春一番の暮らしのしごと「茅しまい」
2025-04-13
冬の間、乾燥した空気と山間特有の寒さの中、今年は50センチほどの積雪があった。
30年以上前はもっと雪が多く、冬に雨が降ることはなかったという。
今でも集落内では屋根からの落雪対策の「雪囲い」を設置するところも見られるが、概ね晴れ間が続くと雪は無くなってしまう。
乾燥した冷たい空気の中、川沿いには秋に刈り取った茅が塚となって乾燥の時を待っている。そんな空気にさらされて芯から水分が抜かれた茅は腐りにくく軽く強い。冷たい川の風は時としてこの塚を押し倒してしまうため、定期的に見回り、気がついた場合には立て直し、管理していく。そうして大切に見ていく中で今乾燥の時を終えた。

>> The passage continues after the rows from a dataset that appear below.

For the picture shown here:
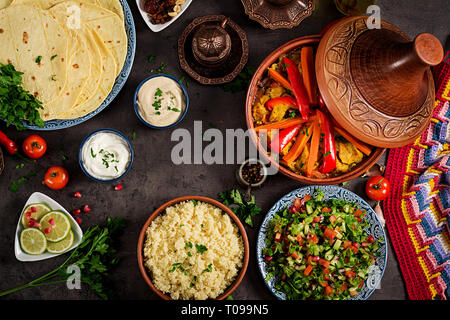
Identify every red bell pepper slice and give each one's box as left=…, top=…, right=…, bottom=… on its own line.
left=270, top=125, right=301, bottom=154
left=283, top=57, right=309, bottom=121
left=266, top=96, right=298, bottom=111
left=317, top=110, right=336, bottom=173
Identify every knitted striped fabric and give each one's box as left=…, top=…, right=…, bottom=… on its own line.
left=383, top=53, right=450, bottom=300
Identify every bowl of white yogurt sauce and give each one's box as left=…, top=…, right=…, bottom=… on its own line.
left=78, top=129, right=134, bottom=183
left=134, top=74, right=189, bottom=129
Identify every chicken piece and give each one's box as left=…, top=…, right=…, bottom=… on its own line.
left=252, top=95, right=270, bottom=125
left=336, top=141, right=364, bottom=165
left=269, top=104, right=289, bottom=122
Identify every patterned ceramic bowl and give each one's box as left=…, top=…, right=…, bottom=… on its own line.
left=256, top=186, right=387, bottom=300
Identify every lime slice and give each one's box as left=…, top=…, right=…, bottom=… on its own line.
left=39, top=211, right=70, bottom=242
left=47, top=230, right=73, bottom=253
left=22, top=203, right=52, bottom=228
left=20, top=228, right=47, bottom=254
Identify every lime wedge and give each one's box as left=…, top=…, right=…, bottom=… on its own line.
left=20, top=228, right=47, bottom=254
left=39, top=211, right=70, bottom=242
left=47, top=230, right=73, bottom=253
left=22, top=203, right=52, bottom=228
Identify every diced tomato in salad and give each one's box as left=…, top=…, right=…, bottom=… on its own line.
left=263, top=189, right=381, bottom=300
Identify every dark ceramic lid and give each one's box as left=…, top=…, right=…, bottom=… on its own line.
left=316, top=16, right=443, bottom=148
left=241, top=0, right=315, bottom=30
left=178, top=15, right=248, bottom=85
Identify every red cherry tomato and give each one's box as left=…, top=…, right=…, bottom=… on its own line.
left=22, top=134, right=47, bottom=159
left=366, top=176, right=391, bottom=201
left=44, top=166, right=69, bottom=190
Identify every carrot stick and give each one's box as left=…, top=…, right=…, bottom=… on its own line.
left=301, top=47, right=318, bottom=105
left=269, top=68, right=292, bottom=91
left=255, top=117, right=305, bottom=132
left=283, top=124, right=313, bottom=165
left=334, top=126, right=372, bottom=156
left=306, top=119, right=320, bottom=177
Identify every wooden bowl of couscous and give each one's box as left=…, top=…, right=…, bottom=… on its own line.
left=137, top=196, right=249, bottom=300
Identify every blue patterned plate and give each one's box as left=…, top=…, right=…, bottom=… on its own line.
left=24, top=0, right=136, bottom=131
left=256, top=186, right=387, bottom=300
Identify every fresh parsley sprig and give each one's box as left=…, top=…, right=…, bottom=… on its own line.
left=219, top=190, right=261, bottom=227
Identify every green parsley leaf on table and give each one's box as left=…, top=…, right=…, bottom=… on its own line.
left=219, top=190, right=261, bottom=228
left=0, top=63, right=44, bottom=130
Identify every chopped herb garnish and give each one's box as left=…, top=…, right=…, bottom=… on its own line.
left=195, top=244, right=208, bottom=254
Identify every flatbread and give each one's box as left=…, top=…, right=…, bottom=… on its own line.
left=0, top=5, right=68, bottom=106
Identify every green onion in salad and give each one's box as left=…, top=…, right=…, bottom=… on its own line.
left=263, top=189, right=381, bottom=300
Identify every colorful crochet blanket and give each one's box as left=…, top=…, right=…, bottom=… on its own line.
left=383, top=55, right=450, bottom=300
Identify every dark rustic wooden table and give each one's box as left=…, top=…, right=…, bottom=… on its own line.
left=0, top=0, right=450, bottom=300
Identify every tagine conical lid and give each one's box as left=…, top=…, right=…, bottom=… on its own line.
left=316, top=16, right=444, bottom=148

作業のほとんどは住民で行われる。乾燥しきった茅の塚を倒して一つ一つ分解してまた運びやすいように束ねていく。
藁縄を使って、5束ほどを1束に。車に乗せて専用の倉庫へと運ぶ。
その昔は山の尾根沿いに茅場があり、山から茅を持って下ろしては管理する場所や各家屋の屋根裏部分に収納し、葺き替えの時を待っていたのではないだろうか。
自分たちで管理し、刈り取って収納する。今は専門の職人さんがいるものの、自分たちの生活を自分たちの手で作り上げてきた暮らしが今もなお匂う春の茅場。
春一番の暮らしのしごとがここにあります。